Археологический объект, в честь которого была названа эта великолепная серия украшенных сосудов – Самарра – находится в Ираке, на реке Тигр, примерно в тридцати километрах к северу от Багдада. Область распространения такого рода посуды простирается на север до Ниневии, на юг до Персидского залива и на восток, через Иран, вплоть до границ Афганистана. Халафская посуда, с другой стороны, рассеяна по территории к северо-западу от этого региона, с главным центром в северной Сирии, к югу от так называемых Таврских гор Анатолии, откуда река Евфрат и ее притоки спускаются с предгорий на равнину. И что особенно примечательно, в росписи этой прекрасной посуды четко выделяется голова быка (как в Чатал-Хююке) с большими изогнутыми рогами. Образ этот изображен как натуралистически, так и в различных стилизованных, очень изящных формах. Другой заметный элемент данной серии – двойной топор, который в более позднем критском искусстве является знаком и оружием богини. Мы снова видим мальтийский крест, как и в Самарре, но – что, пожалуй, очень важно – ни свастики, ни изящного изображения газели нет. Более того, вместе с женскими статуэтками (которых в данном случае очень много) мы находим глиняные фигурки голубя, а также свиньи, коровы, зебу, овцы и козы42. На одном прелестном керамическом осколке изображена богиня, стоящая между двумя козами: слева от нее самец, а справа – самка, дающая сосать молоко маленькому ребенку43. И все эти символы связаны в этом комплексе халафской культуры с так называемой гробницей-толосом.

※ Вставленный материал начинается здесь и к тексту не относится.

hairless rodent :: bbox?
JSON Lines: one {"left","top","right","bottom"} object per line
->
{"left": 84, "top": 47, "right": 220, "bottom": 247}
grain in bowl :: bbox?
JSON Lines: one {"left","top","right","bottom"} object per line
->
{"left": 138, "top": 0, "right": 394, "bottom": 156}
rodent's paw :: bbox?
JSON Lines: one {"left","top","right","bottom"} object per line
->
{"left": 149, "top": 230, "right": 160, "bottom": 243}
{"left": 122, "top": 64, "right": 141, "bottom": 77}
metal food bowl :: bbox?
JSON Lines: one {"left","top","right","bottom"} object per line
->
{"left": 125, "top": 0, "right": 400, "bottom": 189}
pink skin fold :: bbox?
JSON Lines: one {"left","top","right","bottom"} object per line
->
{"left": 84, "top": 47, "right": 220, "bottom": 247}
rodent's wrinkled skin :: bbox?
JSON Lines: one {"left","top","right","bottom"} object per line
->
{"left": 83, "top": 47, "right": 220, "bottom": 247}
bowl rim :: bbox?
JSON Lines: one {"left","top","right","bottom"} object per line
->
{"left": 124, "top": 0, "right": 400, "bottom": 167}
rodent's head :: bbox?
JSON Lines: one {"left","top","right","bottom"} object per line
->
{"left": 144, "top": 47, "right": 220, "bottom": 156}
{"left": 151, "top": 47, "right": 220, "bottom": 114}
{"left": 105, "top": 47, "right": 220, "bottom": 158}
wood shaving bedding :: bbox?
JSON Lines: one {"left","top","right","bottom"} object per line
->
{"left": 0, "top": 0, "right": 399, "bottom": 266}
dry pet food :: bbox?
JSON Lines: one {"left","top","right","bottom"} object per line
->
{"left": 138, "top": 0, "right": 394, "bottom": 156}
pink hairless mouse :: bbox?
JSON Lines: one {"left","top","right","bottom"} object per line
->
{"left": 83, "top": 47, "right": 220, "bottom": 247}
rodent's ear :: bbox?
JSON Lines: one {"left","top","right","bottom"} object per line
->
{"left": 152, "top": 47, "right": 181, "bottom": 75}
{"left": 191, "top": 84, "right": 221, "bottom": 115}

Именно этот комплекс не только появился тысячелетие спустя на Крите44, но и был перенесен оттуда по морю, через Геркулесовы столпы, на север, на Британские острова и на юг в Нигерию и Конго. По сути, это основной комплекс микенской культуры, из которой греки, а вместе с ними и мы, почерпнули множество символов. И когда культ умершего и воскресшего бога Луны был перенесен из Сирии в дельту Нила в четвертом или третьем тысячелетии до нашей эры; эти символы ушли вместе с ним. Действительно, я считаю, что мы можем с большой долей уверенности утверждать, что в халафской символике быка и богини, голубя и двойного топора мы имеем одновременно и продолжение мифологической традиции, уже провозглашенной за две тысячи лет до этого в храмах Чатал-Хююка, и промежуточную точку на пути этой традиции к ее кульминации в великих религиях Иштар и Таммуза, Исиды и Осириса, Афродиты и Адониса, Марии и Иисуса. С Таврских гор – гор бога быка, который, должно быть, уже отождествлялся с рогатой луной, которая умирает и воскресает, – культ распространился вместе с искусством скотоводства практически до пределов земли. И мы славим тайну мифологической смерти и воскресения по сей день как предвестие нашей собственной вечности. Тогда имманентность вечности в отрезках времени становится смыслом этой архаической игры-мистерии. Но что такое вечность и что такое время? И почему в образе быка или луны?